Catherine Maley, MBA:
So, let’s talk about the unhappy patient. Because God knows there are a few. And I’ve done a lot of talks on this. And nobody wants to talk about prevention. But you know, it would have been helpful, you know, had you looked at your patient experience to make sure that person was happy all the way through. we human beings have a lot of signals that we overtly show the one we’re not happy with, I know what you can tell for personally with me, you’ll know when I’m not happy. It’s written all over me. So I would try to nip that before it accelerates to anything bigger and worse. But when it comes to unhappy patients, do you have any pearls? of how to keep it on the down-low? Before it accelerates?
Alex Thiersch, JD:
Yeah and it’s one of the toughest things surgeons and attorneys deal with because a lot of the calls we get are because someone left me a bad review, and I want to go after them. This was crazy, and there’s not an easy answer to that question. The first thing I always say is, and this is damn near impossible all the time, but don’t treat the crazy patient. There are a lot of crazy patients and it’s easy to say that, but it’s important like you were saying to teach physicians in their intake staff, what are the red flags. So you can keep those folks out of your practice, because it’s difficult when they come in, once they’re in the door, and you’re treating, and after surgery, now you’ve got things like you have to follow certain ethical rules when you’re discharging them. It becomes difficult, that’s the first thing. The other thing is not legal mechanisms it’s experience.

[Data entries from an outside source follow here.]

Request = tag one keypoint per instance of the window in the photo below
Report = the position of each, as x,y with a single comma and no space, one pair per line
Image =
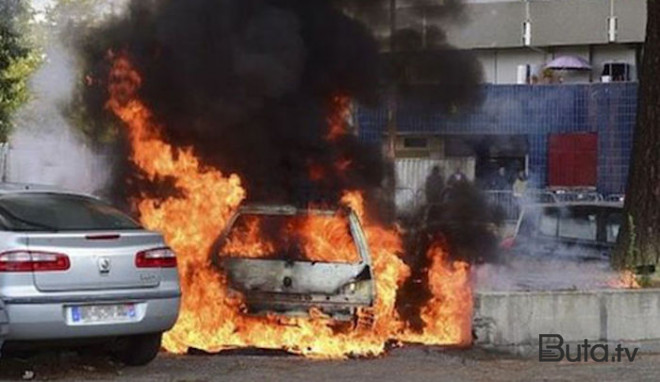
415,143
548,222
579,224
612,225
60,212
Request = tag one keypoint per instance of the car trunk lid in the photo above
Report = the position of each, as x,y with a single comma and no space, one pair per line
97,260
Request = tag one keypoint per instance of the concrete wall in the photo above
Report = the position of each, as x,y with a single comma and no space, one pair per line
515,319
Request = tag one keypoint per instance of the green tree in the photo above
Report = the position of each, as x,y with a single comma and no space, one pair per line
639,241
18,60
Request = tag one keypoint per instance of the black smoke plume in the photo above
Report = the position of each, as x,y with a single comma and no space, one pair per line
249,85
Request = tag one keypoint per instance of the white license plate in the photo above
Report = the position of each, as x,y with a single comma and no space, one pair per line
102,313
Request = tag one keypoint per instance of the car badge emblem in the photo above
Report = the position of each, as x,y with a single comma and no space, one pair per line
104,265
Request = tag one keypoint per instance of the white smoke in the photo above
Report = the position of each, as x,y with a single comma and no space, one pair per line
534,273
44,147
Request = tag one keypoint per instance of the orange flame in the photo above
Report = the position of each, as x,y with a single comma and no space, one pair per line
625,280
210,317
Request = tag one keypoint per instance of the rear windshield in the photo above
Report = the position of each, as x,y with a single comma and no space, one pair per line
322,238
60,212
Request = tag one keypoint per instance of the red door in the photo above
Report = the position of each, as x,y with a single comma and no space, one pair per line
573,160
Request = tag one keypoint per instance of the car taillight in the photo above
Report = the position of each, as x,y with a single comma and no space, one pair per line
156,258
33,261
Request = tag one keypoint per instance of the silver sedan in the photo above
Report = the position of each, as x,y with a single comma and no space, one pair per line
74,268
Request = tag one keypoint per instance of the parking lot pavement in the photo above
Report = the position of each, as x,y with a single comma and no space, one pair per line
409,364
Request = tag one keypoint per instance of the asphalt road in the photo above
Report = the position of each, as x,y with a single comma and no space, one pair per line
410,364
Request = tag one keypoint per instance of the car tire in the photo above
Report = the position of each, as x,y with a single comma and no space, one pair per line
138,350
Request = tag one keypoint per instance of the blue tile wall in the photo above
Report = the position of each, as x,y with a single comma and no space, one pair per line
535,111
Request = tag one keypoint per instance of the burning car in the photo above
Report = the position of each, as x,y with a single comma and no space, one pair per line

The experience they get, like you mentioned this at the top of this question, check your patient experience, if you and your team are nice, and you do things like responding to phone calls and questions, you follow up as needed. If there’s any type of adverse reaction or a question and they call you and you respond in a timely fashion, and you’re nice, and you’re courteous and professional, nine times out of 10. It’s over 90% of the time lawsuits and problems are mitigated. If you are nice and forthcoming with the patient, you provide the information they want, it’s when you get defensive. And when or they’re unhappy with the way they were treated by the front desk, or whatever it was they start to kind of get after, those are just cautionary tales. It depends on what they’re threatening to do not what we say for patients who are unhappy in the morning. I’ve never been afraid to recommend giving a refund, the refund is needed.
Catherine Maley, MBA:
I agree to get this I would say get rid of this as soon as you can. Don’t go into the defense mode where you say, no I’m going to fight this they’re wrong. That’s two years of grief, sleepless nights, I just get rid of it.
Alex Thiersch, JD:
Give them a refund and have a refund agreement in the contract. You can say, you agree that this is a full, settlement of any disputes and you’re not going to talk bad. You can prevent them from disparaging you in agreement, which is huge because that’s part of what you’re good. This is a time to keep your ego to the side. Everybody’s going to get bad reviews, everybody’s going to have unhappy patients, it’s impossible to avoid. The sooner you can get through it, manage it, get beyond it and start getting the positive reviews to dilute it. The worst thing you can do and this is counterintuitive (I think for a lot of physicians, a lot of people in general) is to fight it because if it’s online and you’re fighting it, you’re just drawing attention to it, you’re making yourself look bad.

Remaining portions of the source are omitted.